El asombro es esa capacidad de descubrir algo por primera vez y quedarte maravillada. Como si el mundo se abriría otra vez frente a tus ojos.
Cuando sentimos asombro, algo en nuestro interior se despierta. Los sentidos se agudizan, los pensamientos se expanden, y por un momento, dejamos de vivir en modo automático.
De niños, todos sabíamos asombrarnos con facilidad. Pero con el tiempo, esa capacidad se va guardando en algún rincón, escondida entre la rutina y las prisas.

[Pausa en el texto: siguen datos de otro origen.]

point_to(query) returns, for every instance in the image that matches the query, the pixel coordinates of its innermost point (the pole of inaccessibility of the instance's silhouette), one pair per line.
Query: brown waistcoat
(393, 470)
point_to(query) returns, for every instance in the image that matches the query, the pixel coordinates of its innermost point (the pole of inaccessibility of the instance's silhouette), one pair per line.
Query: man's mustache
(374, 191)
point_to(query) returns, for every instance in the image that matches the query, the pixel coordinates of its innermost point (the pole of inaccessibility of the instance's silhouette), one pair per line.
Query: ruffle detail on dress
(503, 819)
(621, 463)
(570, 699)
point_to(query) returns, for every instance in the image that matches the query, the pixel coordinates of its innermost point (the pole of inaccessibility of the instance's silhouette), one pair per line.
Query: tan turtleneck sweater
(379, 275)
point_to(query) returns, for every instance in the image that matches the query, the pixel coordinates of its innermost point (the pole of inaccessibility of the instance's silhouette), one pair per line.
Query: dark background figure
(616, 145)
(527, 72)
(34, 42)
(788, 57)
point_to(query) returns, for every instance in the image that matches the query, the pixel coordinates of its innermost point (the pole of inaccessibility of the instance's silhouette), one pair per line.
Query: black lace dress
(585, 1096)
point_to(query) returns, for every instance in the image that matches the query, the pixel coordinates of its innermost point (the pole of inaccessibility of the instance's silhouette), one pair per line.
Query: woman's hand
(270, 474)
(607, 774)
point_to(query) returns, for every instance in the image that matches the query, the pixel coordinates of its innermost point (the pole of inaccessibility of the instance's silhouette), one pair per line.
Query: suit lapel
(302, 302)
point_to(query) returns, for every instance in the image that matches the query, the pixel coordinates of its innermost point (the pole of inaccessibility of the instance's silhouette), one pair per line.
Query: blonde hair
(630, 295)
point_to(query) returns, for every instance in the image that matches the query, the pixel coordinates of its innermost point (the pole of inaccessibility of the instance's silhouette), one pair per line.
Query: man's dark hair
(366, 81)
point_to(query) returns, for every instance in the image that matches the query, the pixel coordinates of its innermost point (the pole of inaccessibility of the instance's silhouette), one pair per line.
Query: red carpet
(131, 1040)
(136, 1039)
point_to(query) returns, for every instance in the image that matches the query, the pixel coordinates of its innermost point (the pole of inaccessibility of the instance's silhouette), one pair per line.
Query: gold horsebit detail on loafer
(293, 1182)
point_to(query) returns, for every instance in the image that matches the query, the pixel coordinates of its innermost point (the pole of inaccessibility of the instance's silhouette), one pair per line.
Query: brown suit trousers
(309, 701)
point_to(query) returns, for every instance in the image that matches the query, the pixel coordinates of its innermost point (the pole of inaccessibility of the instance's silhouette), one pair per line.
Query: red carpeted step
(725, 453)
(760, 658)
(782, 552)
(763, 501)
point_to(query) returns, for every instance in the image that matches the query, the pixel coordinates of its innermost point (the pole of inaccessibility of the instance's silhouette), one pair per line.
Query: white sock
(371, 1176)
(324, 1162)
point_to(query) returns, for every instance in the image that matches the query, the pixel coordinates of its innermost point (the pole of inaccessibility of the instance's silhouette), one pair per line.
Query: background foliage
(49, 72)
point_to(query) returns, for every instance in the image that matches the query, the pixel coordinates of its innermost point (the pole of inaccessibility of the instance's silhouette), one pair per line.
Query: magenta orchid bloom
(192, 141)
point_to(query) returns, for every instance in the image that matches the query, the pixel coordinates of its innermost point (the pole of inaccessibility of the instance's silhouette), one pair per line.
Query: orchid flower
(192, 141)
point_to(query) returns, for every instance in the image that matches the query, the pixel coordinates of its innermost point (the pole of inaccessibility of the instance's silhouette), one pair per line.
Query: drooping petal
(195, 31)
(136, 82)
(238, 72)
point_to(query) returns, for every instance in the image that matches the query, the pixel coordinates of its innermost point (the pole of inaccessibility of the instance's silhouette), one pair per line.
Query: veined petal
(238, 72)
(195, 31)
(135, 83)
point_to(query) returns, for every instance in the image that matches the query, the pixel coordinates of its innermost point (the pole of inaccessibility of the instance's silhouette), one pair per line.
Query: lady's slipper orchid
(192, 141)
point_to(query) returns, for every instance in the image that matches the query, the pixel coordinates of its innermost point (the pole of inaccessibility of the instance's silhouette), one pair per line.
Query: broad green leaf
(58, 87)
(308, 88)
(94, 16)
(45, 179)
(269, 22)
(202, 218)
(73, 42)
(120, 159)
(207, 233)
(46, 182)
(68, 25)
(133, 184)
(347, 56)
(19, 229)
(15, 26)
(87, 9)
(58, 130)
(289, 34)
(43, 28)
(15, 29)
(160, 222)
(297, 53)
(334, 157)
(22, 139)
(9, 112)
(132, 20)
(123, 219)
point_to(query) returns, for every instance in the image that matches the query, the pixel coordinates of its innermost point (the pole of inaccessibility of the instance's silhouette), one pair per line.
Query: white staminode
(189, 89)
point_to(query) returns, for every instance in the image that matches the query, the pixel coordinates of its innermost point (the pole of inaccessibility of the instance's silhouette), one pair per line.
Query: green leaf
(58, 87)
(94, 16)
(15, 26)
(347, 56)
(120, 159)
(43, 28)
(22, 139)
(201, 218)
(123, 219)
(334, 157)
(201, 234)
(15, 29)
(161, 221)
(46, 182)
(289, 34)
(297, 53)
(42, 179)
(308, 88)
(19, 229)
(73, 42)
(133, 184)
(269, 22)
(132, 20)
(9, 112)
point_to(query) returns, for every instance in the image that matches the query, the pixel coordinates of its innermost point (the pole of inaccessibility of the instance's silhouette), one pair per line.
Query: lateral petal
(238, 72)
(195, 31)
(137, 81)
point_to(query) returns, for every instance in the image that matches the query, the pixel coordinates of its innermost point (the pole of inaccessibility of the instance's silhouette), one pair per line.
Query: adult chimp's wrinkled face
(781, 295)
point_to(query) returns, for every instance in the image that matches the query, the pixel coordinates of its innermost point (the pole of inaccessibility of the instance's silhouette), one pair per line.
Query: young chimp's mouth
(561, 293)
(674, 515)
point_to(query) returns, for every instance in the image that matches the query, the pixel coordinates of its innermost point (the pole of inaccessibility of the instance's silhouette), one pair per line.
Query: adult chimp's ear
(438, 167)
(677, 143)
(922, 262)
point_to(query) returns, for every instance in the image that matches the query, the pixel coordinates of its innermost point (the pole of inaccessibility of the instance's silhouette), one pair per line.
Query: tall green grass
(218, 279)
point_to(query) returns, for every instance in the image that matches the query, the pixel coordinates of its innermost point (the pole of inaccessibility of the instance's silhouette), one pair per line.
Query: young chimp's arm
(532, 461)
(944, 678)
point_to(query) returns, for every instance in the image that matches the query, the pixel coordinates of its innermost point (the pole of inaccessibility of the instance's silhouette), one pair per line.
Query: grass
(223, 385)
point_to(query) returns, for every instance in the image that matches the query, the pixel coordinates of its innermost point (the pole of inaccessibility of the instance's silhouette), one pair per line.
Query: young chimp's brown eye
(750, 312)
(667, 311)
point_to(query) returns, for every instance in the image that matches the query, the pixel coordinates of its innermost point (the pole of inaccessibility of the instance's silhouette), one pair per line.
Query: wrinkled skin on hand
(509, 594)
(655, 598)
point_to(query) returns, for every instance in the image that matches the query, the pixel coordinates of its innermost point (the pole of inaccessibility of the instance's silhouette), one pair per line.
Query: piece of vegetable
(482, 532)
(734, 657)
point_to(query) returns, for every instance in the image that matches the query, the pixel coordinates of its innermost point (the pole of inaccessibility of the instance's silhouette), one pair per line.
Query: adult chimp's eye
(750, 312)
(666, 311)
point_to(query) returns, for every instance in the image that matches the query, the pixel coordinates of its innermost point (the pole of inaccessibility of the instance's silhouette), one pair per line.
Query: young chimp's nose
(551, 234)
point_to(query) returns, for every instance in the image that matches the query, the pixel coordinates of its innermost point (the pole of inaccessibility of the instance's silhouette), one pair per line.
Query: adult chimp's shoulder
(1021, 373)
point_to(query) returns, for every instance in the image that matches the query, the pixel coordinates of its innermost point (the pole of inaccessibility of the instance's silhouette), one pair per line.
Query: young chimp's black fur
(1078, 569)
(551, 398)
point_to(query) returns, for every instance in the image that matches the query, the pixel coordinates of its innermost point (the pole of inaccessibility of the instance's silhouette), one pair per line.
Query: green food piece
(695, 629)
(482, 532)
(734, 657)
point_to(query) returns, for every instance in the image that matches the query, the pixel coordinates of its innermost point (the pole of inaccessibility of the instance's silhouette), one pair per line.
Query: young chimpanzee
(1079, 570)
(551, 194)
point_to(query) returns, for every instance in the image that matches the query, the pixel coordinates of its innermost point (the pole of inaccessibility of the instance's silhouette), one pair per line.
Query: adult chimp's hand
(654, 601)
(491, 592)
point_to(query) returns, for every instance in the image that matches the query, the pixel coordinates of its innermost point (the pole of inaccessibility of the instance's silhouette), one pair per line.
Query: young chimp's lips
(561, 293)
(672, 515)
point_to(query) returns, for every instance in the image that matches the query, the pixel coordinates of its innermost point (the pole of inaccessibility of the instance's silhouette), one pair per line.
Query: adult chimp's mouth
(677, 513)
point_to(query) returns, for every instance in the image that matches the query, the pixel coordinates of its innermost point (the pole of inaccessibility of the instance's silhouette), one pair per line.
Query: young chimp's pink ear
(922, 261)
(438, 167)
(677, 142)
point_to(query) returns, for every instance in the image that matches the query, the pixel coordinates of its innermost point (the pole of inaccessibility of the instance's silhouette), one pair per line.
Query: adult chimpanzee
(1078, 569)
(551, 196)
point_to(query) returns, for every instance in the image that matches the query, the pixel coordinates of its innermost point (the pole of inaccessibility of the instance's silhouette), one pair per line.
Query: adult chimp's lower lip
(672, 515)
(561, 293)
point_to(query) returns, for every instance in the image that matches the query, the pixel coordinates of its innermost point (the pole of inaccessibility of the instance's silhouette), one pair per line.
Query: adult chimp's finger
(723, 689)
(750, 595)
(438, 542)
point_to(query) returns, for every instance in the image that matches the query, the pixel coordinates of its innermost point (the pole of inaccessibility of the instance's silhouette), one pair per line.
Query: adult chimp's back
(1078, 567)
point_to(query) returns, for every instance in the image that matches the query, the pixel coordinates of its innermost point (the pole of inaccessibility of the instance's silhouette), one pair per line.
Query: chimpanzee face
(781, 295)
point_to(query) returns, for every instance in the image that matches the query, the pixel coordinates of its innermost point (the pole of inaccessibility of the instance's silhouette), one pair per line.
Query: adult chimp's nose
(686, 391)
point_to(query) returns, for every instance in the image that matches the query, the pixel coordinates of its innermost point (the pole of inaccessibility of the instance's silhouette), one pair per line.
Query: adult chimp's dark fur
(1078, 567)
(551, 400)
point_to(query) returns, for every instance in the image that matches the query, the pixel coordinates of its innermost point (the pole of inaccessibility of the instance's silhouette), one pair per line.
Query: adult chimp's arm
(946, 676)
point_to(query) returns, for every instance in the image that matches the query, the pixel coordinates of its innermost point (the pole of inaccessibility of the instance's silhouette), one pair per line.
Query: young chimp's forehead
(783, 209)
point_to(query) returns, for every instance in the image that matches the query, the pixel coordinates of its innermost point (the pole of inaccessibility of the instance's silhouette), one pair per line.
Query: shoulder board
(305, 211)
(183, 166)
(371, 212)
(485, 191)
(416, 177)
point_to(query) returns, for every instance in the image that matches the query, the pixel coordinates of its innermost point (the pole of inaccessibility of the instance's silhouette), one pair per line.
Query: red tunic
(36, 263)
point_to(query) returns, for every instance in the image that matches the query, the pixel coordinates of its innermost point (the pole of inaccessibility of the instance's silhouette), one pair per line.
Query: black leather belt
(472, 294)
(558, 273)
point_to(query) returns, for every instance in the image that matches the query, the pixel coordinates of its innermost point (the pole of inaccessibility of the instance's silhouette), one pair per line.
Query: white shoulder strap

De adultos, pocas cosas logran sorprendernos. Y cuando perdemos esa capacidad, sin darnos cuenta, nos encerramos en la parte rígida de nuestra mente. Esa que analiza, que calcula, que busca explicaciones para todo… pero que deja poco espacio para sentir, para admirar, para agradecer.
Mis hijas me han devuelto ese asombro. Gracias a ellas, vuelvo a maravillarme por cosas tan simples como una luz de arcoíris en la pared, una ardilla llevando sus nueces, las primeras flores después del invierno, un dibujo de un pato en un muro, o un parque nuevo que nunca habíamos pisado.
Entonces pienso en todo lo que dejamos pasar cada día. En las cosas que no vemos, no apreciamos, no nos detenemos a observar… porque estamos atrapados en la lógica, en la rutina, en el caos de lo cotidiano.
Volver a la pausa.
Volver a observar.
Volver a admirar.
Porque el asombro no es solo cosa de niños.
Es un recordatorio de que seguimos vivos.